Dock and Pak interact genetically to regulate synaptic GluRIIA levels. Quantification of anti-GluRIIA and anti-Pak fluorescent intensities in Pak and dock double-mutant combinations is shown. Compared with wild type, the dock^P1/+; Pak⁶/+ transheterozygous animals show a decrease in GluRIIA staining at the synapse (72 ± 2.2%; n = 6). A further reduction in GluRIIA staining is seen in a dock null animal with one copy of a Pak mutant gene, dock^P1/Df(2L)ast²; Pak⁶/+ (49 ± 3.0%; n = 6), and in the Pak mutant animal with one mutant copy of dock, dock^P1/+; Pak⁶/Df(3L)Win¹¹ (57 ± 2.4%; n = 6). For comparison, bars representing the single mutants, dock^P1/Df(2L)ast² and Pak⁶/Df(3L)Win¹¹, are included from Figures 2 and 5. As an additional control, Pak⁶/+ animals are shown, which have a reduction in GluRIIA levels (89 ± 2.2%; n = 7). Levels of significance are ^*p < 0.05; ^**p < 0.0005; ^***p < 0.000005.

Figure 8.

Synaptic localization of Dlg is decreased in dock and Pak mutants. A, Representative images of wild-type (left), Pak⁴/Df(3R)Win¹¹ (center), and Pak³/Df(3R)Win¹¹ (right) NMJs stained with anti-Dlg.
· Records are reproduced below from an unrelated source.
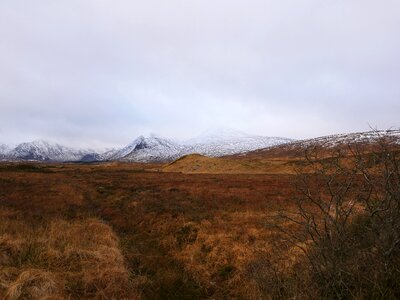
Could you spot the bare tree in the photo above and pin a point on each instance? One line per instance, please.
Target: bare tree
(346, 220)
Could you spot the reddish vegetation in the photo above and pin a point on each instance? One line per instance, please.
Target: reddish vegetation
(182, 236)
(130, 231)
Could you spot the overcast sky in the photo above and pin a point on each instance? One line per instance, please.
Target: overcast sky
(100, 72)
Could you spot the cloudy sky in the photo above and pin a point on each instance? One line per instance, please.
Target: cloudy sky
(100, 72)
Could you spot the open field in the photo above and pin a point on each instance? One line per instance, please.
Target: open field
(182, 236)
(141, 231)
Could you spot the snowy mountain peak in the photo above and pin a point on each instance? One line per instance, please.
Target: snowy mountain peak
(42, 150)
(217, 135)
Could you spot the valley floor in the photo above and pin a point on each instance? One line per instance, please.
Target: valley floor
(124, 231)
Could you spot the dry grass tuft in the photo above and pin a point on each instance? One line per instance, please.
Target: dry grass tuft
(62, 259)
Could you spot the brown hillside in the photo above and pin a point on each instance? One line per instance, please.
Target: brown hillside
(196, 163)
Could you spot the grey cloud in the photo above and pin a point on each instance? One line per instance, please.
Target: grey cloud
(101, 72)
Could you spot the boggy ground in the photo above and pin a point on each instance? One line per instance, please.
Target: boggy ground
(129, 231)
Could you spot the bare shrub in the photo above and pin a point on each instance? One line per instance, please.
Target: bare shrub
(347, 221)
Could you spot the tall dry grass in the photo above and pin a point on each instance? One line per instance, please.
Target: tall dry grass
(61, 260)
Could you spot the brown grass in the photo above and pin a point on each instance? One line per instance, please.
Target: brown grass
(59, 259)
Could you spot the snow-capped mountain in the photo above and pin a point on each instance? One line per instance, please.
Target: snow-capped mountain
(146, 149)
(150, 149)
(331, 141)
(212, 143)
(40, 150)
(4, 150)
(227, 141)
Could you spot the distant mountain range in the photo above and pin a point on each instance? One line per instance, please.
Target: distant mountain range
(144, 149)
(157, 149)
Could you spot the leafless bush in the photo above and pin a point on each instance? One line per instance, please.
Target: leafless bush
(347, 220)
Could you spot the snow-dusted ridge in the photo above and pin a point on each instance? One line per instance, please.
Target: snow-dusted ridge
(147, 149)
(334, 140)
(40, 150)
Dlg staining is severely reduced only in the Pak kinase domain point mutation (Pak³) and not the dock interaction domain point mutation (Pak⁴). B, Quantification of the fluorescence intensity of anti-Dlg staining in Pak and dock mutants. There is a strong decrease in the intensity of Dlg staining in Pak³/Df(3R)Win¹¹ (50.5 ± 2.0%; n = 16) and Pak⁵/Df(3R)Win¹¹ (55.5 ± 2.9%; n = 6) animals compared with wild type. There is a smaller decrease in intensity of Dlg staining in Pak⁴/Df(3R)Win¹¹ animals (79.1 ± 2.4%; n = 11), which is significantly different from the decrease in Pak⁵/Df(3R)Win¹¹ animals as indicated in the graph. Dlg intensity among dock heterozygous controls exhibits a small yet significant decrease compared with wild type (dock⁴/+, 89.43 ± 2.5%, n = 9; Df(2L)ast²/+, 86 ± 2.7%, n = 8). dock⁴/Df(2L)ast² NMJs also exhibit a small yet significant decrease in Dlg staining compared with wild-type (80.8 ± 3.0%; n = 10) NMJs. Compared with heterozygous controls, as indicated on the graph, there is no significant decrease in Dlg staining in dock mutant synapses. Levels of significance are ^*p < 0.005; ^**p < 0.0000001.

Figure 9.

The postsynaptic Pix-Pak-Dock signaling system. Pix localizes Pak to the synaptic membrane. After activation, Pak signaling diverges. In one branch, Pak binds to Dock. Dock itself is recruited to the synapse via an essential SH2-mediated interaction with an unknown synaptic protein. Dock-Pak binding is required for normal GluR abundance. Pak signaling also diverges to control Dlg levels and thereby regulates the formation of the postsynaptic muscle membrane folds.